Banco Pan: com follow-on, participação da Caixa pode ser reduzida a 33%

09 de setembro de 2019 - 17h51
Segmento: Empresas
Fonte: Lopes Filho

O Banco Pan informou hoje a aprovação das ofertas públicas de distribuição primária e secundária de, inicialmente, 115 milhões de ações preferenciais. Segundo o banco, a oferta irá compreender a distribuição pública primária de 57,5 milhões de novas ações preferenciais e a distribuição pública secundária no mesmo montante em posse da CaixaPar.

Além das ações inicialmente previstas, poderá haver um lote adicional de até 20% da oferta (23 milhões de ações preferenciais). Desse montante, 11,5 milhões serão alienados pela CaixaPar nas mesmas condições inicialmente ofertadas.
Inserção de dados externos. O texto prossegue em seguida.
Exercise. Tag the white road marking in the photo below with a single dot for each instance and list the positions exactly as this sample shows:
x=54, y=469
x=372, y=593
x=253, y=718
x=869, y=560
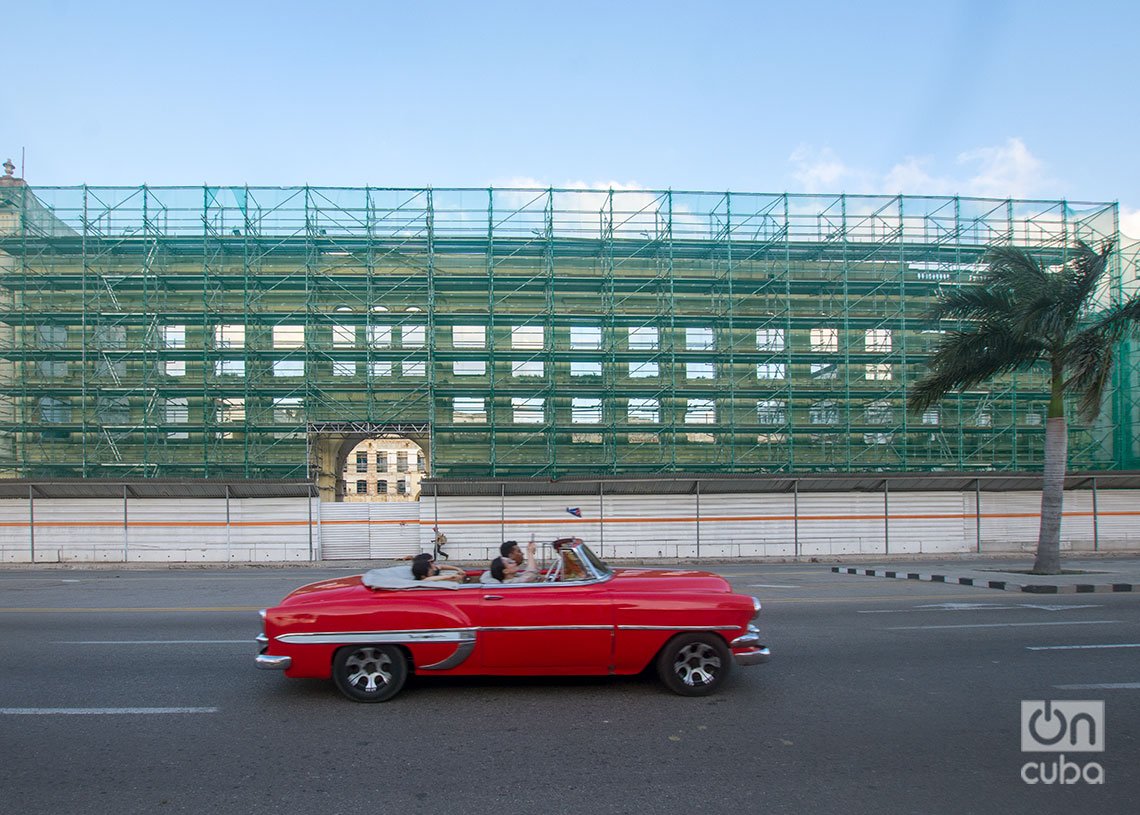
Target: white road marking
x=977, y=606
x=156, y=642
x=100, y=711
x=1006, y=625
x=1081, y=648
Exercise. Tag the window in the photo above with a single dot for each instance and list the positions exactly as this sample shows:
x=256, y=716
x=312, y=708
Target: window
x=877, y=340
x=528, y=410
x=286, y=336
x=53, y=369
x=585, y=337
x=771, y=371
x=173, y=336
x=644, y=410
x=642, y=371
x=824, y=339
x=229, y=367
x=230, y=410
x=113, y=336
x=176, y=410
x=531, y=367
x=413, y=336
x=824, y=412
x=469, y=336
x=700, y=412
x=380, y=336
x=469, y=367
x=51, y=336
x=112, y=409
x=770, y=340
x=584, y=410
x=469, y=409
x=288, y=410
x=527, y=337
x=643, y=339
x=879, y=413
x=288, y=367
x=772, y=412
x=700, y=340
x=55, y=410
x=231, y=335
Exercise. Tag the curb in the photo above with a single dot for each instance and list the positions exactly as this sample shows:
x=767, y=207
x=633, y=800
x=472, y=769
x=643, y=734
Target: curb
x=999, y=585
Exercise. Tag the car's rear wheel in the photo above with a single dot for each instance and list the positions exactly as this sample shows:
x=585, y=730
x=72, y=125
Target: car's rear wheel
x=369, y=673
x=693, y=665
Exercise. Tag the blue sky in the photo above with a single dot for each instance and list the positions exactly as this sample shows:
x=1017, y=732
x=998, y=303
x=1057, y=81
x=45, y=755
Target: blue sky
x=1031, y=99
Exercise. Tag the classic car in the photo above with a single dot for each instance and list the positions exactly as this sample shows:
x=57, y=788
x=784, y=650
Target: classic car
x=369, y=632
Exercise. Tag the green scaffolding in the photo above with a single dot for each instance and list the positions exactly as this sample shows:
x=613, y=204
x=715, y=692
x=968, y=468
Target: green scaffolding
x=218, y=332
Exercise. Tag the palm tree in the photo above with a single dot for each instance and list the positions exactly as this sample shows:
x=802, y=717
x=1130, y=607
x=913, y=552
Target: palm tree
x=1020, y=314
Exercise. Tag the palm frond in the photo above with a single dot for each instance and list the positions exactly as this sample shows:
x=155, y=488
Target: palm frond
x=972, y=303
x=1082, y=274
x=966, y=359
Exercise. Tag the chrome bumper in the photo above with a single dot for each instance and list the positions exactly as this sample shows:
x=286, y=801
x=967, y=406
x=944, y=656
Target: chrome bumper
x=268, y=662
x=755, y=657
x=748, y=650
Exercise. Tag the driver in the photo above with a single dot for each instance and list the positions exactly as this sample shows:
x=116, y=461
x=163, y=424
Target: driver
x=505, y=569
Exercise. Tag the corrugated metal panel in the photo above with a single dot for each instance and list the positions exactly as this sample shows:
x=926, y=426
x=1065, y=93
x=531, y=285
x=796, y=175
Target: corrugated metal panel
x=344, y=531
x=393, y=529
x=927, y=522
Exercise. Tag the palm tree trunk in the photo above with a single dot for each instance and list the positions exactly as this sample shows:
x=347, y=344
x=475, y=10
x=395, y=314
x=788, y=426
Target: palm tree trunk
x=1052, y=488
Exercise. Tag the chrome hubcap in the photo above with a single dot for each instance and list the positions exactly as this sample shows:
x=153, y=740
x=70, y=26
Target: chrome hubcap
x=697, y=665
x=368, y=669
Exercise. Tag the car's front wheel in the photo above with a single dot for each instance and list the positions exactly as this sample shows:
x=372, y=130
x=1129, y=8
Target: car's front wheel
x=369, y=673
x=693, y=665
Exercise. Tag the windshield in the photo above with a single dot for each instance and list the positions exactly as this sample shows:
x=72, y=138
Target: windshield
x=599, y=565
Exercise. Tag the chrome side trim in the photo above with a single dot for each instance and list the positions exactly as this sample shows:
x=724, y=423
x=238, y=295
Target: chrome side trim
x=546, y=628
x=434, y=635
x=677, y=628
x=267, y=662
x=458, y=658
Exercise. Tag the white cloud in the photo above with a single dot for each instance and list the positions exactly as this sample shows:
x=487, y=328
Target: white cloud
x=1006, y=171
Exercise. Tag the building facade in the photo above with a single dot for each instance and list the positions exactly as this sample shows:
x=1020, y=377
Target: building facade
x=237, y=332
Na visão de Tatiana Brandt, analista da Eleven Financial, a oferta é positiva para o banco, pois, contribui para a sustentação do processo de crescimento das operações do Banco Pan e aumenta o free float de ações, dando oportunidade para a entrada inclusive de acionistas institucionais.

De acordo com Brandt, a CaixaPar pode ter a sua participação no capital do Pan reduzida dos atuais 41,7% para até 33,6%, contando com o lote adicional e desconsiderando o aumento de participação do BTG Pactual, dado que o Banco Pan mencionou a exclusão do direito de preferência do controlador. “Nesse contexto, o free float passaria de 16,6% atualmente para 27%, passando a estar adequado à norma de manutenção pelas companhias de capital aberto de no mínimo 25% do total de suas ações em livre circulação”, completou.

O preço da oferta será definido via procedimento de bookbuilding, que se iniciou hoje e irá se encerrar no dia 19.

Os recursos decorrentes da oferta de ações serão alocados para expansão dos negócios do Banco Pan, principalmente nas áreas de crédito, financiamento e comercial. Segundo a analista, o Pan passou por um processo de reestruturação ao longo dos últimos anos, tendo reajustado sua estrutura e estratégia. “O foco está nas atividades core, crédito consignado, financiamento de veículos e cartão de crédito”, disse.

O follow-on ainda está condicionado à aprovação do Banco Central.